Fuchsia’s virtualization stack provides the ability to run guest operating
systems. Zircon implements a Type-2 hypervisor that
exposes syscalls to enable userspace components to create and configure CPU and
memory virtualization. The Virtual Machine Manager (VMM
) component builds on
top of the hypervisor to assemble a virtual machine by defining a memory map,
setting up traps, and emulating various devices and peripherals. Guest manager
components then sit atop the VMM
to provide guest-specific binaries and
configuration. Fuchsia supports 3 guest packages today; an unmodified Debian
guest, a Zircon guest, and a Termina-based linux guest.
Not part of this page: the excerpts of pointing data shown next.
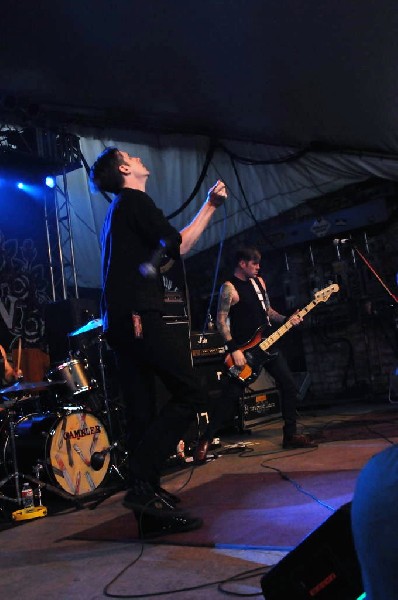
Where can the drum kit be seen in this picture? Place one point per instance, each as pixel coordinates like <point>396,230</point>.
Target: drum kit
<point>62,430</point>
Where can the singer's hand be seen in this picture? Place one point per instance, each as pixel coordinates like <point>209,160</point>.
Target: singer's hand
<point>217,194</point>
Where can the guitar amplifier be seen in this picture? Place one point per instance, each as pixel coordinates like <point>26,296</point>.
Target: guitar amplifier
<point>259,403</point>
<point>207,345</point>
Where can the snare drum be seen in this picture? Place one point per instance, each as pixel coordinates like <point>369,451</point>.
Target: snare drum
<point>75,374</point>
<point>64,444</point>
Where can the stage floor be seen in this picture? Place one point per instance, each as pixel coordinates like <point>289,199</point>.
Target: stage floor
<point>289,493</point>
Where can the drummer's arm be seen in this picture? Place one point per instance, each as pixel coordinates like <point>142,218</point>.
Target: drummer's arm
<point>9,373</point>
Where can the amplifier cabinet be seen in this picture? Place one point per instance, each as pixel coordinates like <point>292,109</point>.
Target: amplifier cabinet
<point>259,403</point>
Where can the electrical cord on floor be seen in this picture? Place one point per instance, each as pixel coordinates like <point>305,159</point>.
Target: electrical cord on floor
<point>299,487</point>
<point>219,582</point>
<point>242,577</point>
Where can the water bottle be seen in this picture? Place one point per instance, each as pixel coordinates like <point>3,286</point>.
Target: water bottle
<point>27,496</point>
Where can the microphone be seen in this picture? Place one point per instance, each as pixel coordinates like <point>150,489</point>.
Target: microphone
<point>97,459</point>
<point>149,269</point>
<point>343,242</point>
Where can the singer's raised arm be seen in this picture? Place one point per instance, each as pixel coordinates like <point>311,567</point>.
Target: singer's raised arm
<point>192,232</point>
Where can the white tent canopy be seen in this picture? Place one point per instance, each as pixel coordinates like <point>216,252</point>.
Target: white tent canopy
<point>256,191</point>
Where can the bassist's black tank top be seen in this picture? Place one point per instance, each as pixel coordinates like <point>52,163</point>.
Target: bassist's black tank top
<point>248,314</point>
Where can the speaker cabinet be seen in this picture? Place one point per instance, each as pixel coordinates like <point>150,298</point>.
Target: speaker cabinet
<point>324,566</point>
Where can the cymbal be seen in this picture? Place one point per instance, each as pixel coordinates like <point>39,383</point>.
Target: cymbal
<point>25,386</point>
<point>90,326</point>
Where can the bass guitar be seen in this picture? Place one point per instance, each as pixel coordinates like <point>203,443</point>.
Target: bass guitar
<point>255,350</point>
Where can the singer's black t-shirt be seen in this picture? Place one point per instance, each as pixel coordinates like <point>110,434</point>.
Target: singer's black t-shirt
<point>131,235</point>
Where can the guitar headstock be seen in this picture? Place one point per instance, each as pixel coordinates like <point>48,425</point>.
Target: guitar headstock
<point>324,295</point>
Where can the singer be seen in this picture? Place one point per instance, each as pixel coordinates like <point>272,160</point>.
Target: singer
<point>132,307</point>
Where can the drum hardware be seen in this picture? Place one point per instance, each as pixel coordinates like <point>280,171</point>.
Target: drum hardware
<point>90,326</point>
<point>74,374</point>
<point>64,444</point>
<point>114,445</point>
<point>21,387</point>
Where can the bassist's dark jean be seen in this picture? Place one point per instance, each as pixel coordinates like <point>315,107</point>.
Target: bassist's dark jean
<point>153,434</point>
<point>225,408</point>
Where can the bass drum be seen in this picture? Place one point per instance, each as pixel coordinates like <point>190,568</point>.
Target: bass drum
<point>63,444</point>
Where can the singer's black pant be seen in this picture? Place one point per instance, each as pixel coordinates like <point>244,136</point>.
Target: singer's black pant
<point>152,436</point>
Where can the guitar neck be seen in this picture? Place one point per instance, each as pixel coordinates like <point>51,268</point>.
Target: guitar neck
<point>274,337</point>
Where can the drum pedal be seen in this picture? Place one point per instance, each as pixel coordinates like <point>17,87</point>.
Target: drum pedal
<point>33,512</point>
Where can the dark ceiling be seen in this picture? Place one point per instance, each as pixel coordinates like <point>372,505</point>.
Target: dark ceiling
<point>284,72</point>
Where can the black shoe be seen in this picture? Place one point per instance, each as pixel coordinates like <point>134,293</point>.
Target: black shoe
<point>298,441</point>
<point>150,526</point>
<point>143,498</point>
<point>168,496</point>
<point>201,451</point>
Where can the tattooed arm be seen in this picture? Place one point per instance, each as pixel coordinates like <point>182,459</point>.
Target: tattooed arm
<point>227,297</point>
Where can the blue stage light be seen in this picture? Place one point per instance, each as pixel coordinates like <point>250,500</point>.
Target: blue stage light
<point>50,182</point>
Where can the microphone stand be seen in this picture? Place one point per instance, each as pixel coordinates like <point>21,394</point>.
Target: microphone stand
<point>391,294</point>
<point>373,270</point>
<point>114,444</point>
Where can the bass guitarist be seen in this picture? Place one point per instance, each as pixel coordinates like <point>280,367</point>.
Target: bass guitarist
<point>244,306</point>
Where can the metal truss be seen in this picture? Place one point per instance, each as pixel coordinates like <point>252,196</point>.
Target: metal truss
<point>43,152</point>
<point>60,245</point>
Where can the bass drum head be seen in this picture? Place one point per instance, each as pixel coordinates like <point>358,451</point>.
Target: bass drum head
<point>73,440</point>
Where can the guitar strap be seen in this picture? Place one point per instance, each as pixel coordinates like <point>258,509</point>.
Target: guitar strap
<point>257,288</point>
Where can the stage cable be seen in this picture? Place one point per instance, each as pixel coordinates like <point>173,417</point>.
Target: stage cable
<point>208,159</point>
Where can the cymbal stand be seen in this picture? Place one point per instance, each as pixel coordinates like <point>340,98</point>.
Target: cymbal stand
<point>15,475</point>
<point>114,445</point>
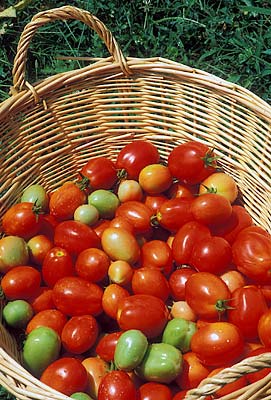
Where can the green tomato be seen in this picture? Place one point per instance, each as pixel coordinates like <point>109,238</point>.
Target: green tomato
<point>105,201</point>
<point>36,194</point>
<point>162,363</point>
<point>87,214</point>
<point>81,396</point>
<point>178,332</point>
<point>130,349</point>
<point>13,252</point>
<point>17,313</point>
<point>41,348</point>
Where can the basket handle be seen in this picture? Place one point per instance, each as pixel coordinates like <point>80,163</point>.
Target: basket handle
<point>61,13</point>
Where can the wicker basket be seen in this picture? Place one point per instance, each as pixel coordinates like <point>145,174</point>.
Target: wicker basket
<point>51,128</point>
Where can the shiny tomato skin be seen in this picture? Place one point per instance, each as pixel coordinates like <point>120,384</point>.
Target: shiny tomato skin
<point>136,155</point>
<point>67,375</point>
<point>150,281</point>
<point>218,343</point>
<point>154,391</point>
<point>21,219</point>
<point>207,294</point>
<point>211,254</point>
<point>76,296</point>
<point>144,312</point>
<point>74,236</point>
<point>21,282</point>
<point>54,319</point>
<point>191,162</point>
<point>185,239</point>
<point>117,385</point>
<point>57,264</point>
<point>101,173</point>
<point>79,334</point>
<point>106,345</point>
<point>65,200</point>
<point>138,214</point>
<point>174,213</point>
<point>247,305</point>
<point>211,209</point>
<point>252,255</point>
Fuchsia virtualization is supported on Intel-based x64 devices that have VMX enabled and most arm64 (ARMv8.0 and above) devices that can boot into EL2. Notably, AMD SVM is not currently supported.
Hypervisor
The hypervisor exposes syscalls to allow creation of kernel objects to support virtualization. Syscalls that create new hypervisor objects require that the caller has access to the hypervisor resource so that a component’s ability to create a virtual machine may be controlled by the product. In other words, a Fuchsia component must be granted the capability to create a guest operating system so products have the ability to limit which components are capable of utilizing these features.
CPU Virtualization
The zx_vcpu_create
syscall creates a new virtual-CPU (VCPU) object and binds
that VCPU to the calling thread. The VMM
can then use the
zx_vcpu_{read|write}_state
syscalls to read and write the architectural
registers for that VCPU. The zx_vcpu_enter
syscall is a blocking syscall used
to context switch into the guest and a return from zx_vcpu_enter
represents a
context switch back to the host. In other words, if there are no threads
currently inside zx_vcpu_enter
then there will be nothing executing within the
guest context. All of zx_vcpu_read_state
, zx_vcpu_write_state
, and
zx_vcpu_enter
must be called from the same thread that called
zx_vcpu_create
.
The zx_vcpu_kick
syscall exists to allow the host to explicitly request that a
VCPU exit back and cause any call to zx_vcpu_enter
to return.
Memory & IO Virtualization
The zx_guest_create
syscall creates a new guest kernel object. Critically,
this syscall returns a Virtual Memory Address Region (vmar
)
handle that represents the Guest’s Physical Address Space. The VMM
is then
able to supply the guest ‘physical memory’ by mapping a Virtual Memory
Object (vmo
) into this vmar. Since this vmar
represents the
Guest-Physical Address space, offsets into this vmar
will correspond to
Guest-Physical Addresses. For example, if the VMM
wishes to expose 1GiB of
memory at Guest-Physical address range [0x00000000 - 0x40000000)
, the VMM
would create a 1GiB vmo
and map it into the Guest-Physical vmar
at offset 0.
This Guest-Physical vmar
is implemented using Second Level Address
Translation (SLAT), which allows the hypervisor to define
translations for Host-Physical Addresses (HPA) to a Guest-Physical Addresses
(GPA). The guest operating system is then able to install their own page tables
that handle translations from a Guest-Virtual Address (GVA) to a Guest-Physical
Address.
The zx_guest_set_trap
syscall allows for the VMM
to install traps that are
used for device emulation. Guests can interface with hardware using
Memory-Mapped I/O (MMIO) which involves the guest reading and
writing the device using the same instructions that are used for memory
accesses. For MMIO, there will be no mapping present in the SLAT for the
device's GPA which causes the guest to trap into the hypervisor.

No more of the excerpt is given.